Hoje fazem 25 anos que morreu um dos maiores cartunistas brasileiro, Henfil (1944 - 1988).
Comentário crítico: Com humor mordaz e desenho caligráfico, Henfil destaca-se como um dos militantes mais ativos na resistência ao regime militar. De suas mãos saem personagens antológicos como os fradinhos Baixim e Cumprido, a ave Graúna, o bode Orellana, Capitão Zeferino eUbaldo, o paranóico, que provocam mudanças na história dos quadrinhos brasileiros não tanto pela inovação formal - apesar de ser marcante o seu traço nervoso e espontâneo -, mas pelo uso dessa linguagem gráfica específica como o melhor suporte para crítica e comprometimento social.
Autodidata, em 1964, Henfil trabalha como cartunista na Revista Alterosa, em Belo Horizonte, onde nascem os personagens que anos depois lhe dão reconhecimento nacional, os fradinhos.
Em 1965 começa a fazer caricatura política para o Diário de Minas. Após tentativa frustrada de trabalhar em São Paulo, Henfil é levado por Jofre Rodrigues para o Rio de Janeiro para desenhar no Jornal dos Sports, e colaborar ainda nas revistas Visão, Realidade, Placar e O Cruzeiro.

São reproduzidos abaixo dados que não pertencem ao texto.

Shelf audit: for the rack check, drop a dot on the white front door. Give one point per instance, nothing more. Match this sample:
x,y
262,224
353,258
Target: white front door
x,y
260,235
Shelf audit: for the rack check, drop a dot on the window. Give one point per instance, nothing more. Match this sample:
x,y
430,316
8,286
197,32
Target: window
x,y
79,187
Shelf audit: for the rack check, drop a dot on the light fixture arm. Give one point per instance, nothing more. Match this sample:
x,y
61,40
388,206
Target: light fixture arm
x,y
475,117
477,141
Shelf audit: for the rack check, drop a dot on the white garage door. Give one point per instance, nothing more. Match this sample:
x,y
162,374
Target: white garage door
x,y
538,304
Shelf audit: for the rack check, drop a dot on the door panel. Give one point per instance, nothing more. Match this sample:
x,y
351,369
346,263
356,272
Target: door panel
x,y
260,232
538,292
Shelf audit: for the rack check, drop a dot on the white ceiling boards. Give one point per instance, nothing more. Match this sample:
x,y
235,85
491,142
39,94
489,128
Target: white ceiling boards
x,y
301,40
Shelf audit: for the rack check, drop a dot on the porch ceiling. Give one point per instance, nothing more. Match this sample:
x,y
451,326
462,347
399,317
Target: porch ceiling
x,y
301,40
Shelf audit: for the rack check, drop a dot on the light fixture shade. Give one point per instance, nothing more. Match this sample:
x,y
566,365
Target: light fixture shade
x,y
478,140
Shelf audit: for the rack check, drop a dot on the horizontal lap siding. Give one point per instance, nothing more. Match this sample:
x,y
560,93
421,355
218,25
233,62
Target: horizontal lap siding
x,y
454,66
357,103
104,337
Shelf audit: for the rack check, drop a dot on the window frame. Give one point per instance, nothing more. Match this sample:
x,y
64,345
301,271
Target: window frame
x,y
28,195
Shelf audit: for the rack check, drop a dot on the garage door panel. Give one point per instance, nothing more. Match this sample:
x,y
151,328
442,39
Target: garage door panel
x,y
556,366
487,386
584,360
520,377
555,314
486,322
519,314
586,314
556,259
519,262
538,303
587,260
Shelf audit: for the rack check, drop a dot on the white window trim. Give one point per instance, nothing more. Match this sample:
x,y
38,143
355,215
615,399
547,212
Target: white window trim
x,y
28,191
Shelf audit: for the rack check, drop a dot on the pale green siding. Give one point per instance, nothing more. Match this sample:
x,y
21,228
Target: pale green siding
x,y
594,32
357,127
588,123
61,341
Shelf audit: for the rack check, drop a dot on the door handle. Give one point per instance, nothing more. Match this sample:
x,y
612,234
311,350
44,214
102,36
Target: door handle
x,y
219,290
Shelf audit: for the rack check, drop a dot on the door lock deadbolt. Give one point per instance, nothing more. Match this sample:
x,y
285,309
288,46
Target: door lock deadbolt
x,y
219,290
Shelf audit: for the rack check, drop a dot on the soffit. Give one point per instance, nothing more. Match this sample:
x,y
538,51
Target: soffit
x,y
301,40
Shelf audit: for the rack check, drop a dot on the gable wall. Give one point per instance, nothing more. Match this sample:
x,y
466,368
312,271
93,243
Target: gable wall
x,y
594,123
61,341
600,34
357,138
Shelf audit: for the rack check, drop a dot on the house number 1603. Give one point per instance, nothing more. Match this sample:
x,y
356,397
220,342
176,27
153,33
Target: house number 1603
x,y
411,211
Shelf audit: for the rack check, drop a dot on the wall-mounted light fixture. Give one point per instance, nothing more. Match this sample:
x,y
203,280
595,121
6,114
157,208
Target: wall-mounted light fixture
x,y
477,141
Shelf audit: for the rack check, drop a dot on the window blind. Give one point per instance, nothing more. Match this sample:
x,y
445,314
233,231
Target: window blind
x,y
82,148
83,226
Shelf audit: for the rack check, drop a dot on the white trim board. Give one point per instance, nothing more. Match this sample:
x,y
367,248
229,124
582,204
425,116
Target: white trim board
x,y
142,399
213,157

Em 1969, estréia os fradinhos no semanário de humor O Pasquim. Bem-comportados e ingênuos no início, os personagens só vão estourar por volta do número 8, quando Henfil começa a colorir suas histórias com uma alta voltagem de sadismo. Como o autor nota, em entrevista, o meio cultural carioca moralista e racista de então ajudou a dar o novo tom às tiras de os fradinhos.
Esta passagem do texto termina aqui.